Identification of components in crude oil that are chronically toxic to the early life stages of fish
Khan, Colin Winston
MetadataShow full item record
The risk of crude oil exposure to the early life stages (ELS) of fish is difficult to assess, given the complexity of the chemical composition of different oils. The aromatic portion of crude oil contains polycyclic aromatic hydrocarbons (PAH), which are known to be toxic. In 2004, an “effects-driven” fractionation research program was initiated in an attempt to better identify toxic constituents of two unique crude oils, Alaskan North Slope Crude (ANSC; medium-heavy crude) and Scotia Light (SCOT; light crude).

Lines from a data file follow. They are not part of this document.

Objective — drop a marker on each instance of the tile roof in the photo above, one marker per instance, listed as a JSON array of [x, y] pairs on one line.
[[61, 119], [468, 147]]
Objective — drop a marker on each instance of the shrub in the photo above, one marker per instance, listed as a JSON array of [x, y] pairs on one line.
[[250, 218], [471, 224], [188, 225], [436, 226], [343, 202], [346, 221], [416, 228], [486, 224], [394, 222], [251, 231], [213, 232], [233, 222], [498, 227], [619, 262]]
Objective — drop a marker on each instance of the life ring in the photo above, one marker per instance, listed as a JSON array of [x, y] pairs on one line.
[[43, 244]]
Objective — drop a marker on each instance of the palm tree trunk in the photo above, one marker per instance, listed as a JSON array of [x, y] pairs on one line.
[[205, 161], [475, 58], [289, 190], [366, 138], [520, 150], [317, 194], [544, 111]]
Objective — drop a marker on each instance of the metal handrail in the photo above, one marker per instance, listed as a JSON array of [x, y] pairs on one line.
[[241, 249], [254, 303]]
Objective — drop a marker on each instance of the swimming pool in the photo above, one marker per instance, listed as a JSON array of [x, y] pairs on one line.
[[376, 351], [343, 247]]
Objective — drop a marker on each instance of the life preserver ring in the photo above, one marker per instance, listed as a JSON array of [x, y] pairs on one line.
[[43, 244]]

The ANSC contained much more PAH than SCOT. These oils induced cytochrome P4501A1 (CYP1A) enzymes in juvenile rainbow trout (Oncorhynchus mykiss) and caused blue-sac disease (BSD) and mortality in larval Japanese medaka (Oryzias latipes). Four unique fractions (F1-F4) were produced from both oils via low temperature vacuum distillation. The F3 contained an array of unsubstituted and alkyl-PAH, and was responsible for most of the CYP1A induction and chronic toxicity associated with whole oil. Cold acetone extraction (CAE) of F3 produced 2 new sub-fractions (F3-1 and F3-2). The F3-1 was rich in alkyl-PAH, was a potent CYP1A inducer, and was chronically toxic to ELS of fish. The F3-1 was further separated into five more sub-fractions via normal phase HPLC (F3-1-1 – F3-1-5). Neither F3-1-1 nor F3-1-2 induced CYP1A or produced BSD, but F3-1-2 was lethal. The F3-1-3, 4, and 5 were all potent CYP1A inducers and were all chronically toxic. Induction of CYP1A proved to be an effective tool for tracing potentially toxic PAH throughout fractionation (Chapter 2), and sub-fractions rich in alkyl-PAH caused the most BSD and mortality (Chapter 3). Alkyl-homologues of phenanthrene, fluorene, naphthobenzothiophene (NBT), pyrene, and chrysene are perhaps the most toxic of the known constituents present in crude oil. The ANSC sub-fractions were more toxic than the SCOT ones, indicating that heavier crude oils with a higher proportion of intermediate-sized alkyl-PAH may be more toxic than lighter crude oils that are comprised of fewer of these compounds.